The Retired Educators of Madison County met at the Ila Restaurant Dec. 14. Everyone was delighted to have the Comer Choir entertain with Christmas songs, especially “Santa Claus and the Three Bears.” Miss Sexton does a wonderful job with her students.

Three special visitors came to speak with the retired educators. Each had good information to share. First was Representative Rob Leverett. He spoke about educational services provided by the State of Georgia, and his job of policymaking. He reiterated how important it is to maintain communication between educators and their representatives. He also talked about incentives to attract more graduates to become educators.

Representative Alan Powell talked about the vaccine, and how politically divided people are when everyone needs to be working together despite their differences. He talked about the economy in Georgia and why our state is doing well financially when others are struggling. People need to be aware of what is happening and actively participating in elections to further our best interests.
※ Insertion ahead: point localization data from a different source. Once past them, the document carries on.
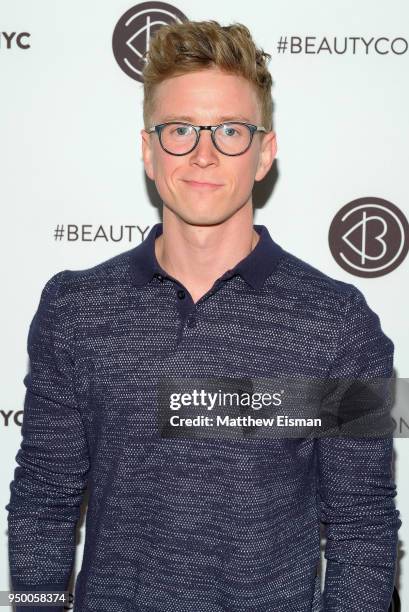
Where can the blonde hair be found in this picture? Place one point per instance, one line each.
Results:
(180, 48)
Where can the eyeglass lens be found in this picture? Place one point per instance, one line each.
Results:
(231, 138)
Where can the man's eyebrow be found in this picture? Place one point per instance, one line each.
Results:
(218, 120)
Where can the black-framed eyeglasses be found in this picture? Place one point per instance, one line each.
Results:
(230, 137)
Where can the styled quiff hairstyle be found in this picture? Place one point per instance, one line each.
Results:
(189, 46)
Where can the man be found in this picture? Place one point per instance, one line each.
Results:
(182, 522)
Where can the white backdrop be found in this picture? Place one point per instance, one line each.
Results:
(71, 155)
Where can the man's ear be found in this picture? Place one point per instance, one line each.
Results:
(267, 154)
(147, 154)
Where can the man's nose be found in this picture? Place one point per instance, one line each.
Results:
(205, 152)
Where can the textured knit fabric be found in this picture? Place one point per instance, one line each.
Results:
(202, 525)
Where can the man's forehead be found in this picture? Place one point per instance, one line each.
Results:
(214, 118)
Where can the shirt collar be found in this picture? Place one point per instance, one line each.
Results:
(254, 268)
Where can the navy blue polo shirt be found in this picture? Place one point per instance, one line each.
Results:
(210, 524)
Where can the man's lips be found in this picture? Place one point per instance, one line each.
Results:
(199, 185)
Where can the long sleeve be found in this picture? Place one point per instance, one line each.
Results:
(356, 488)
(53, 461)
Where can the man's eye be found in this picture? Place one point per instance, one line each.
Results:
(182, 130)
(229, 131)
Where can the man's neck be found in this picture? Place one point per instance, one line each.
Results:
(198, 255)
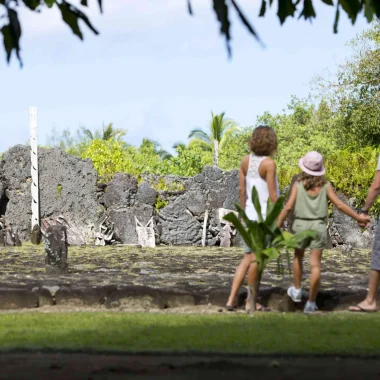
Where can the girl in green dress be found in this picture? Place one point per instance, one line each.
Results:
(309, 200)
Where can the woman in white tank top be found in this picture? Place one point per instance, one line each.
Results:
(259, 170)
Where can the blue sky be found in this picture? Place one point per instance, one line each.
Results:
(158, 72)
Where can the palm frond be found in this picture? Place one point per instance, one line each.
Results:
(179, 144)
(88, 133)
(108, 132)
(195, 142)
(232, 131)
(164, 154)
(201, 135)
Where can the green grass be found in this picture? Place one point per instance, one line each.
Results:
(264, 333)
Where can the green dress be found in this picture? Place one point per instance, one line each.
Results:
(311, 212)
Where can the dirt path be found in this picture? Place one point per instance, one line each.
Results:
(100, 366)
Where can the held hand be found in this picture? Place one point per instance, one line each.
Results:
(364, 220)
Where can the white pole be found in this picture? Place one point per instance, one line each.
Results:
(34, 166)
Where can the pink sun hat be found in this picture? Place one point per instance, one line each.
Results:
(312, 163)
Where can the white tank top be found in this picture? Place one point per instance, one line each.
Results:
(253, 179)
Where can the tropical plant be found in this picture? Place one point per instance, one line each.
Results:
(71, 14)
(219, 129)
(264, 238)
(107, 133)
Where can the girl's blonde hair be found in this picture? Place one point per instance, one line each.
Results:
(263, 141)
(310, 182)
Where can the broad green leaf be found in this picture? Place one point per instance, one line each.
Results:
(308, 11)
(368, 10)
(272, 253)
(286, 8)
(71, 15)
(244, 20)
(32, 4)
(221, 10)
(257, 237)
(271, 220)
(352, 8)
(256, 203)
(243, 215)
(49, 3)
(263, 8)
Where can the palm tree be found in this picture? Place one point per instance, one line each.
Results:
(156, 147)
(219, 129)
(107, 133)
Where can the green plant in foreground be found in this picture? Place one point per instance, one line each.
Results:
(264, 238)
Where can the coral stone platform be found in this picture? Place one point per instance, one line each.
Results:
(163, 279)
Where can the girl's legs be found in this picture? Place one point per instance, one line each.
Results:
(241, 270)
(295, 292)
(315, 271)
(298, 267)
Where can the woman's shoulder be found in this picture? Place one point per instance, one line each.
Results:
(268, 162)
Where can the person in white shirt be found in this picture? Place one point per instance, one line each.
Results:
(257, 169)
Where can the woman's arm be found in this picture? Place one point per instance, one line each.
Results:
(289, 206)
(242, 186)
(341, 206)
(270, 178)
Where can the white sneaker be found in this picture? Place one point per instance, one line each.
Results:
(295, 294)
(310, 307)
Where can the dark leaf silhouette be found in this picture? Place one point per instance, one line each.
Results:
(11, 29)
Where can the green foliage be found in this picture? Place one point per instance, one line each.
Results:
(108, 157)
(264, 238)
(213, 140)
(352, 173)
(353, 92)
(71, 15)
(162, 185)
(289, 8)
(161, 203)
(234, 148)
(271, 333)
(11, 29)
(108, 132)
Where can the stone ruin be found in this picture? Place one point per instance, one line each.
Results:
(177, 210)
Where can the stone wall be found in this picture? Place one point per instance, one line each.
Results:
(69, 187)
(184, 202)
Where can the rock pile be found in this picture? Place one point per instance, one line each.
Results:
(185, 210)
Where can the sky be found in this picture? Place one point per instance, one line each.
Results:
(158, 72)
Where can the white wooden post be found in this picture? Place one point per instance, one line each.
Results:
(34, 167)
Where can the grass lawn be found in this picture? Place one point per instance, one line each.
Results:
(265, 333)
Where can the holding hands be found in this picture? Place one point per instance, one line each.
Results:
(364, 220)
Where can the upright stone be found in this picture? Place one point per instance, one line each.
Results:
(55, 242)
(36, 235)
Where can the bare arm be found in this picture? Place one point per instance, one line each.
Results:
(288, 207)
(242, 185)
(341, 206)
(373, 192)
(267, 171)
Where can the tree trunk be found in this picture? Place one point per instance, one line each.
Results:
(216, 152)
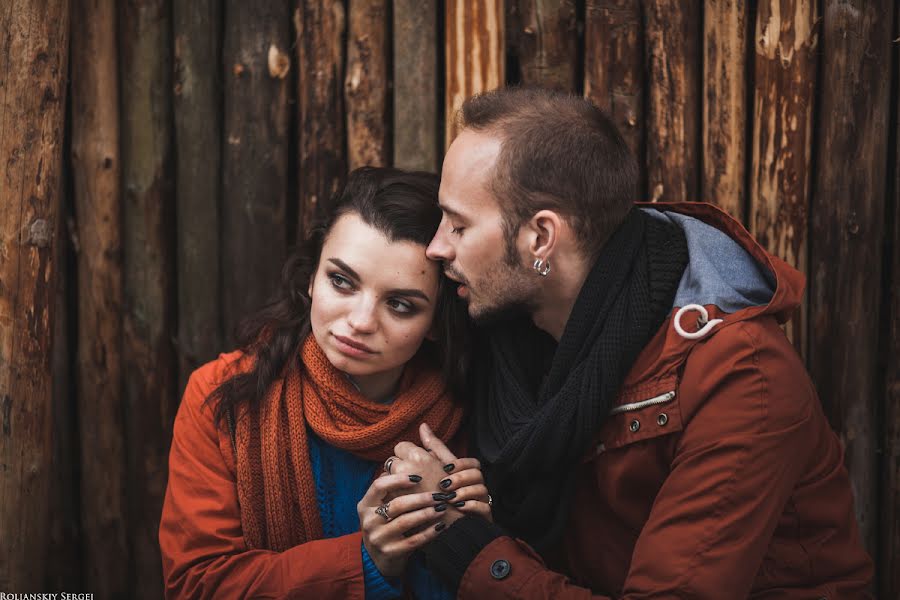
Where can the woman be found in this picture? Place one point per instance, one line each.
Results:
(276, 446)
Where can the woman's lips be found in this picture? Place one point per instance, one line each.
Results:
(352, 348)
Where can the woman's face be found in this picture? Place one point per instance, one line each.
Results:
(373, 301)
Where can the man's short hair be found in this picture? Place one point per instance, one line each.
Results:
(558, 152)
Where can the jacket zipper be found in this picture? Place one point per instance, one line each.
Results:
(661, 399)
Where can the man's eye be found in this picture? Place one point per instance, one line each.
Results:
(401, 306)
(340, 282)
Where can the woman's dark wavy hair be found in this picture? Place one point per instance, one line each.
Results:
(401, 205)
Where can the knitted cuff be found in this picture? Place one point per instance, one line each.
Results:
(450, 554)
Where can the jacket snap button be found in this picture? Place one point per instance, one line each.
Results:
(500, 569)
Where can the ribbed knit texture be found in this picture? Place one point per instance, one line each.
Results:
(450, 554)
(276, 487)
(341, 481)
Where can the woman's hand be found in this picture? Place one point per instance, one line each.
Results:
(459, 480)
(396, 519)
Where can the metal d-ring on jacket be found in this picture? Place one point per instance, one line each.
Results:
(717, 474)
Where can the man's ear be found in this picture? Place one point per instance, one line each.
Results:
(543, 232)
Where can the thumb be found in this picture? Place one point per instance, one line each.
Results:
(434, 444)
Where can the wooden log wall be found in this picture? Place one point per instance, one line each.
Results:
(34, 37)
(203, 134)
The third guest was Senator Frank Ginn. As a member of the Georgia State Senate, he encouraged people to call him at any time when issues arise. He wants to be available to contact whenever the need arises. In 1985 a law was passed for funding Georgia’s public education. Known as the QBE (Quality Basic Education) Act, this report analyzes and compares the state of education in Georgia through the years and with other states. It explores what areas are due for review or revision. Representative Powell informed the group that the QBE fund has been increased in 2021.

Some new bills are coming up for consideration in the new year. The education budget (55 percent of the state’s budget goes to education) is on the list. CRT (Critical Race Theory) in the schools will be prohibited. The QSB (Qualified Small Business) fund will be considered. There is a bill to balance sales and income tax. Lastly, medical marijuana is up for reconsideration.

Madison County Retired Educators have been very fortunate to have such knowledgeable and eloquent guests to bring the information that they do. They, and everyone, are wished the best in the coming new year.

Brenda Abdel-Hafez, a member of the Retired Educators of Madison County, provided a report from the group’s December meeting.


(1) comment

Virginia Moss

Nice article; good to know we have the resource of retired educators to stay informed and be active in our community. However, how can you prohibit something that never has been in pubic or private schools in this country? Critical race theory is taught in law school at the college level as a matter of legal approach. I doubt that most people have any idea what it entails. Seems like just another boogie man to me.